Some of the crowd turned on John and he found himself fighting for his life. John kicked knees, punched throats and whatever else he could manage. But it wasn’t going to be enough, there were too many of them.

Then a shotgun roared and the mob twitched as pellets tore through it. Again and again the gun blasted until the zombies ran off leaving John gasping on the pavement. The kid put the gun down and came over to him.

“I didn’t think there was anyone else alive,” John thought his voice sounded odd through the ringing in his ears. “Thanks for the help,” he said, “I thought I was a goner.”

“I left the gun in my bag. They caught me by surprise and I didn’t have time to get it.” The gun was slung over the kid’s shoulder. “I won’t make that mistake again, but we need to get somewhere safe.

John faded in and out until the kid dragged him into a house.

John heard a shower running. “Good, there’s still hot water, but it won’t last long. We’d better share.” John stood under the hot water. He closed his eyes as it washed away both gore and despair.

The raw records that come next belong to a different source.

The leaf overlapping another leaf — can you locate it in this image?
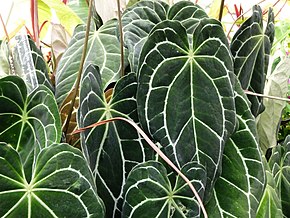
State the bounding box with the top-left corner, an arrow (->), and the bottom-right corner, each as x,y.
0,143 -> 104,218
206,77 -> 266,217
137,18 -> 235,202
55,20 -> 126,106
231,5 -> 275,117
122,161 -> 206,218
78,65 -> 152,217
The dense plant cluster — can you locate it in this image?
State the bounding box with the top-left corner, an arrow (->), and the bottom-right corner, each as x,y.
0,0 -> 290,218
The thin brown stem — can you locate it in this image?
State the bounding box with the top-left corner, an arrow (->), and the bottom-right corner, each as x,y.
219,0 -> 225,22
64,0 -> 93,134
0,14 -> 10,42
117,0 -> 125,77
72,117 -> 208,218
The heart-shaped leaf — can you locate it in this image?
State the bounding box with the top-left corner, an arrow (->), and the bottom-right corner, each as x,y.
269,136 -> 290,217
55,20 -> 126,106
0,143 -> 104,217
257,58 -> 290,154
122,161 -> 206,218
122,0 -> 207,72
0,76 -> 61,181
78,65 -> 152,217
206,77 -> 266,217
137,18 -> 235,201
231,5 -> 275,117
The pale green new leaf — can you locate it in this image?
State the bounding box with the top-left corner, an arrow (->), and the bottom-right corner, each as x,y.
0,142 -> 105,218
55,20 -> 126,106
137,18 -> 235,202
269,136 -> 290,217
78,65 -> 153,217
37,0 -> 84,35
206,77 -> 266,218
257,58 -> 290,153
122,161 -> 206,218
0,76 -> 61,181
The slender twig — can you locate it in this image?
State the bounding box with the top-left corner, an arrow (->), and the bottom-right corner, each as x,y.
227,0 -> 266,38
0,14 -> 10,42
30,0 -> 40,48
244,90 -> 290,102
64,0 -> 93,134
72,117 -> 208,218
219,0 -> 225,22
117,0 -> 125,77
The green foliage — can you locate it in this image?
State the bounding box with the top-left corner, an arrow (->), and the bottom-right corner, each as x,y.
0,0 -> 290,218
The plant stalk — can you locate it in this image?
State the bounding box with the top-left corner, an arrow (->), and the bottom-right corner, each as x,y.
219,0 -> 225,22
64,0 -> 93,135
117,0 -> 125,77
72,117 -> 208,218
244,90 -> 290,102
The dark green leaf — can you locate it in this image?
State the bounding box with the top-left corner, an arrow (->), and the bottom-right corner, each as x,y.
0,76 -> 61,181
269,136 -> 290,217
231,5 -> 274,116
78,65 -> 152,217
123,161 -> 206,218
55,20 -> 127,106
0,143 -> 104,218
206,76 -> 266,218
137,18 -> 235,202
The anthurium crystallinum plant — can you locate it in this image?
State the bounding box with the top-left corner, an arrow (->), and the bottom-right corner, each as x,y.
0,0 -> 290,218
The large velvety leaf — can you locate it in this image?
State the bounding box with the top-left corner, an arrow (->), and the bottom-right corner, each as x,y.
269,136 -> 290,217
122,0 -> 207,72
137,18 -> 235,201
55,20 -> 126,106
78,65 -> 152,217
0,143 -> 104,218
256,160 -> 283,218
257,58 -> 290,153
231,5 -> 275,117
206,77 -> 266,218
0,76 -> 61,181
122,161 -> 206,218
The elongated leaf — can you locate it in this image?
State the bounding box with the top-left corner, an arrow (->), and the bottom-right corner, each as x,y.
122,161 -> 206,218
78,65 -> 152,217
0,76 -> 61,181
231,5 -> 275,117
0,143 -> 104,217
137,18 -> 235,201
206,77 -> 266,218
256,160 -> 283,218
257,58 -> 290,153
269,136 -> 290,217
55,20 -> 125,106
122,0 -> 207,72
29,37 -> 54,91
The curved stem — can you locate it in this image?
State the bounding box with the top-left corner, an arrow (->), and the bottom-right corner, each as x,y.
64,0 -> 93,135
72,117 -> 208,218
117,0 -> 125,77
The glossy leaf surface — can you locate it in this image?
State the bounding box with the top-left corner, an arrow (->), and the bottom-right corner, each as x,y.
78,65 -> 152,217
123,161 -> 206,218
137,18 -> 235,201
207,78 -> 266,217
0,143 -> 104,218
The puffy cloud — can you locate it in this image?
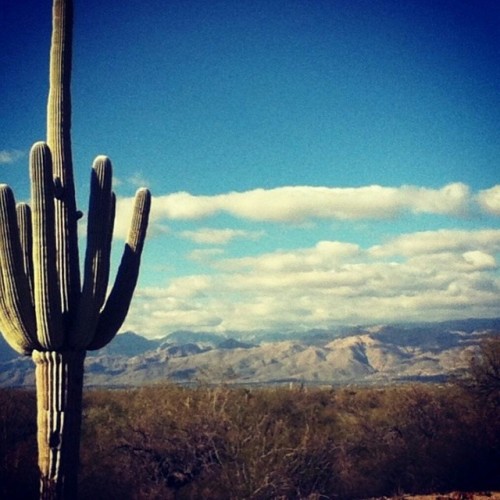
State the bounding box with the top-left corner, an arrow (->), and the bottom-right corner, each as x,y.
111,183 -> 500,240
477,184 -> 500,215
148,183 -> 470,223
121,230 -> 500,336
0,149 -> 25,165
370,229 -> 500,256
181,227 -> 263,245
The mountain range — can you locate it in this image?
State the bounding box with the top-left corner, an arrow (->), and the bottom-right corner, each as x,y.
0,318 -> 500,387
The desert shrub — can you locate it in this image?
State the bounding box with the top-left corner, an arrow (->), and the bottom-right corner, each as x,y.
0,389 -> 38,499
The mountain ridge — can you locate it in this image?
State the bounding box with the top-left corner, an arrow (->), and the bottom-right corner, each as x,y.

Gentle hands scrubbed his back with soap. John sighed and leaned against the wall.

“Let’s switch.”

John squeezed to the side and opened his eyes to see his companion. The first thing he saw was that his rescuer was no boy. She was at least his age. The second thing was the soft red fur that covered her whole body. She put soap in his hand.


John carefully washed all the blood out of that miraculous fur.

“My name’s Peke,” she said, “Short for pekinese.”

“Wolfie,” he said.

“Hmmm,” she said running her finger through his wet brown fur. “Suits you.”

She stepped out of the shower and dried off. Wolfie followed her. She walked past the clothes in the hall and curled up on the sofa. John lounged in a chair across from her.

“It’s called Robson’s Syndrome. It’s rare, only a handful of cases in North America.” She stroked her side. “It causes the fur, and for some reason immunity to the zombie flu.

“Now what?” he asked.

“We wait a few weeks for the fever to pass, then we go and look for survivors. It will take a while but we’ll rebuild. We might even learn something.”

“And what are we supposed to do while we wait?”

She smiled and stuck her tongue out at him. “I am sure we’ll be able to think of something.”

Well,  once you get past the whole end of the world thing, this was turning out to be a pretty good day.